Edition 5: A Debt Called In by Michael B Fletcher
An extortion attempt leads to more trouble than any of the parties had bargained for. When a gift horse appears, perhaps it should be looked in the mouth, before it’s too late. Revenge, murder and the supernatural all feature in this great story from an author, whose debut anthology will be published late in 2012. SY
I tightened my grey overcoat as I ran through the busy city streets on the chill morning, sirens already echoing behind me. A weight, hot and hard pulled at the inside pocket of my coat. I supported it with my hand.
The noise, I thought, that’s what did it.
The sound they’d made, a kind of muted popping was hardly discernible from the traffic noise of the city outside. But me?
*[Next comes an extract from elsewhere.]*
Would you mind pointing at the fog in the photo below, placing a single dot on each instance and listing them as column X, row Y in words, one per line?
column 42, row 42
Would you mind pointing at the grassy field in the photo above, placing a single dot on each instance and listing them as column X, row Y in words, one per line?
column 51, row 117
Well I had to defend myself and it was loud; my gun didn’t have a silencer.
I’d spent all night pacing the floor trying to work out how to handle the letter that had been pushed under my door—a thick white envelope of the kind you’d normally expect from a reputable establishment. That and the contents gave me the sleepless night. One day was all they’d allowed to come up with money or I’d be losing part of my anatomy. They gave no thought to my circumstances or ability to pay. Just the letter. And the threat.
In the end I resolved to front them, demand they allow me more time to pay. I took my dad’s well-oiled old colt from the war to give me confidence.
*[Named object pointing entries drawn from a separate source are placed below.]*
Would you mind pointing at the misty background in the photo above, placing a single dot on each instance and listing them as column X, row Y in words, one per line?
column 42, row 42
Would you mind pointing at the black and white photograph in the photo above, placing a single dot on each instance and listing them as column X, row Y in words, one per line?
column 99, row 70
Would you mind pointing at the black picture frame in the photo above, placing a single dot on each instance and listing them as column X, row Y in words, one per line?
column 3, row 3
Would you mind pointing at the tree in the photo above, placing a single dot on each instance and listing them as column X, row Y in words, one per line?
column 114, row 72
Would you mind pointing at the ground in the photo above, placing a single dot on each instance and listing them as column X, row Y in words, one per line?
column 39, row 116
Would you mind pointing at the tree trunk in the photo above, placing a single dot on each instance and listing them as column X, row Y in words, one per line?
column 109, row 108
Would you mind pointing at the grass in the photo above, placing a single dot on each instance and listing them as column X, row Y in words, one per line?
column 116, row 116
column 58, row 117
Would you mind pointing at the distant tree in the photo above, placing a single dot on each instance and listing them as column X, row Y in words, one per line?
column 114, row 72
My real problem was that I thought they’d be still asleep from a long night of extorting money from their victims, not sitting at the table in a semi-alert state. They were not pleased to see me.
I suppose I made it difficult for them to think otherwise as I’d just kicked in their door and caught them sitting at a table in their kitchen counting money.
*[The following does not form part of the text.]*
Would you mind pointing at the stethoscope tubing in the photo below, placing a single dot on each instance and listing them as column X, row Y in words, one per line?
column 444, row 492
They seemed startled by my entrance.
The older brother, black eyebrows meeting over his sallow face, slowly put down a sheaf of notes and began to stand. The younger one, no picture himself, moved a hand to the pocket of his dressing gown.
“What’re you doing?” he growled. “You could’a knocked.”
As I hunched over, trying to catch a breath to demand they give me more time it started, the popping. He was still seated, firing through the pocket of his gown. I heard the buzz of the bullets, jumped to the side of the doorway and heaved out my gun.
The older brother had moved to the kitchen bench and held a gun fitted with a bulbous silencer. He too began to fire.
I had no choice and added the crashing roar of my colt. The men had dropped to the floor, motionless by the time my gun was empty. I thrust it inside my overcoat and ran.
The sirens grew louder before they began to fade. Thank God, I thought, they can’t know where I’ve gone.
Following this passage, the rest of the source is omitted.